So basically I have been focusing on my past (to learn from it) and my future. Every day I am working hard towards my future goals, which, don’t understand me wrong, can be a great thing. But what if we are so stuck in working so hard towards our future, that we never really reach the actual future we were looking for. We tend to overlook how far we have come and not realise that we might have already reached certain goals we have been working on 5 years ago.
Today. Today, I am in Barcelona. 4 years ago, I have always wanted to come here. And I never thought it would be possible. But here I am. I am on my way of receiving a double degree in Business Management and Marketing, which allowed me to literally travel the world. Which I have also been dreaming about 4 years ago. And many many years ago I have always dreamt of meeting my biggest inspiration, and I did.

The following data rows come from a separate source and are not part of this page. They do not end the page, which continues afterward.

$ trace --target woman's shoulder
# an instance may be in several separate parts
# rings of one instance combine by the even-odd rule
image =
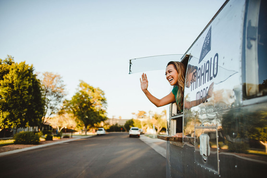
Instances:
[[[179,89],[179,88],[178,87],[178,86],[175,85],[174,87],[172,89],[172,93],[174,94],[175,94],[174,95],[175,95],[177,93],[177,92],[178,91],[178,90]]]

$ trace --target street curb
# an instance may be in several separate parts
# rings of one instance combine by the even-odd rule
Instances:
[[[158,139],[158,140],[155,140],[153,139],[151,139],[142,135],[140,136],[140,140],[151,147],[152,149],[156,151],[156,152],[166,158],[166,149],[164,149],[162,147],[159,146],[153,143],[153,142],[165,142],[166,141],[158,139]]]
[[[15,153],[19,153],[21,152],[28,151],[28,150],[34,150],[34,149],[37,149],[37,148],[42,148],[43,147],[47,147],[48,146],[50,146],[50,145],[53,145],[63,143],[64,143],[69,142],[71,142],[71,141],[74,141],[74,140],[76,140],[79,139],[89,138],[94,136],[95,136],[89,135],[88,136],[80,136],[77,137],[77,138],[73,138],[72,139],[70,139],[69,140],[63,140],[62,141],[59,141],[58,142],[56,142],[54,143],[50,143],[44,144],[42,145],[37,145],[36,146],[33,146],[32,147],[28,147],[27,148],[24,148],[18,149],[18,150],[13,150],[12,151],[7,151],[5,152],[0,153],[0,157],[1,157],[1,156],[3,156],[8,155],[11,155],[12,154],[14,154]]]

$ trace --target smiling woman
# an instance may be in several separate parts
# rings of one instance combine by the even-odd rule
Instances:
[[[143,73],[140,78],[141,88],[148,99],[157,107],[166,105],[176,101],[179,110],[182,112],[183,107],[183,93],[185,70],[184,64],[179,62],[169,62],[166,69],[166,78],[170,85],[174,86],[171,92],[160,99],[153,95],[147,90],[148,81],[146,74]]]

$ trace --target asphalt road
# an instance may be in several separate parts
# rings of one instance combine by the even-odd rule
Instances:
[[[127,133],[0,157],[1,177],[165,177],[166,159]]]

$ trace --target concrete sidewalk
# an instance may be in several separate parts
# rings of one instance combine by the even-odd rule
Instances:
[[[166,141],[157,138],[152,139],[144,135],[140,136],[140,139],[158,153],[166,158]]]
[[[62,141],[58,141],[57,142],[55,142],[53,143],[47,143],[47,144],[43,144],[38,145],[36,146],[34,146],[31,147],[28,147],[27,148],[21,148],[20,149],[18,149],[15,150],[13,150],[12,151],[9,151],[5,152],[0,153],[0,157],[5,155],[11,155],[11,154],[14,154],[19,153],[20,152],[28,151],[28,150],[34,150],[34,149],[37,149],[39,148],[42,148],[45,147],[50,146],[50,145],[53,145],[56,144],[61,144],[66,142],[71,142],[71,141],[74,141],[79,139],[85,139],[91,137],[95,136],[94,135],[88,135],[88,136],[81,136],[80,135],[73,135],[73,138],[72,139],[69,140],[62,140]]]

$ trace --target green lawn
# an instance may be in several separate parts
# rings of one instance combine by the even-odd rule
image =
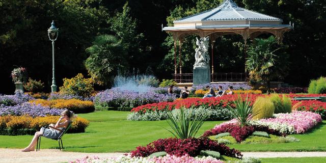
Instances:
[[[324,163],[326,157],[277,157],[261,158],[262,163]]]
[[[86,133],[66,134],[63,138],[65,150],[82,152],[130,152],[139,145],[146,144],[172,134],[163,127],[170,128],[166,121],[129,121],[129,112],[99,111],[78,114],[89,120]],[[200,135],[221,122],[206,122],[197,133]],[[32,136],[0,135],[0,148],[25,147]],[[58,142],[42,138],[41,149],[58,147]]]
[[[78,114],[89,120],[90,126],[85,133],[66,134],[63,137],[64,146],[69,151],[85,152],[129,152],[139,145],[145,145],[159,138],[172,136],[163,128],[170,128],[166,121],[129,121],[128,112],[99,111]],[[208,121],[197,135],[213,127],[223,121]],[[298,143],[232,145],[240,151],[326,151],[326,121],[319,125],[309,134],[294,135]],[[0,135],[0,148],[22,148],[26,146],[31,135]],[[58,146],[53,140],[42,138],[41,149]]]

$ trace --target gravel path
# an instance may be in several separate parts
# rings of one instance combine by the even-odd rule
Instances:
[[[241,152],[244,157],[258,158],[326,157],[326,152]],[[66,162],[86,156],[106,158],[122,155],[123,153],[79,153],[62,152],[57,149],[23,152],[18,149],[0,149],[1,162]],[[326,162],[326,160],[325,160]]]

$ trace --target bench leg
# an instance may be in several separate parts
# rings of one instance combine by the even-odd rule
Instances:
[[[61,142],[61,147],[62,149],[63,149],[63,144],[62,144],[62,139],[60,139],[60,141]]]
[[[60,150],[61,150],[61,145],[60,145],[60,139],[58,140],[58,142],[59,143],[59,149]]]
[[[41,136],[37,138],[37,144],[36,144],[36,151],[37,150],[40,150],[40,147],[41,147]]]

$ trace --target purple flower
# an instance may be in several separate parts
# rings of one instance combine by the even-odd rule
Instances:
[[[159,92],[164,94],[156,93]],[[95,105],[103,106],[132,108],[147,103],[173,101],[174,99],[174,94],[165,93],[161,88],[150,88],[147,92],[140,93],[114,88],[98,93],[94,101]]]
[[[60,115],[62,111],[61,109],[51,108],[49,106],[24,102],[21,105],[0,107],[0,116],[29,115],[33,117],[45,117],[47,115]]]

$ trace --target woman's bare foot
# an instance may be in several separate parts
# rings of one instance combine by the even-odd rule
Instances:
[[[24,149],[22,149],[22,152],[29,152],[29,151],[34,151],[34,149],[31,149],[30,148],[24,148]]]

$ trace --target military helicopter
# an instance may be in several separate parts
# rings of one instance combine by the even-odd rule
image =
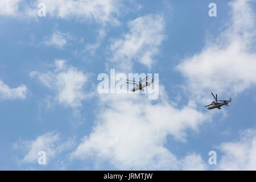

But why do I keep wanting more? Why is ‘today” never enough for me and I feel like I have not accomplished anything?
I have been trying to figure it out and well I guess I just live too much in the future or/and the past, like most of us. But it is definitely not our fault, because that is what we have been taught. Since this small realisation of mine, I am trying to change the direction of my thoughts, trying to live in the moment, trying to be thankful everyday for what I have reached so far. Of course keeping in mind my future, and working with the intention to always reach the goals I have set myself.
But, no one knows what the future holds and no one knows how their story is written.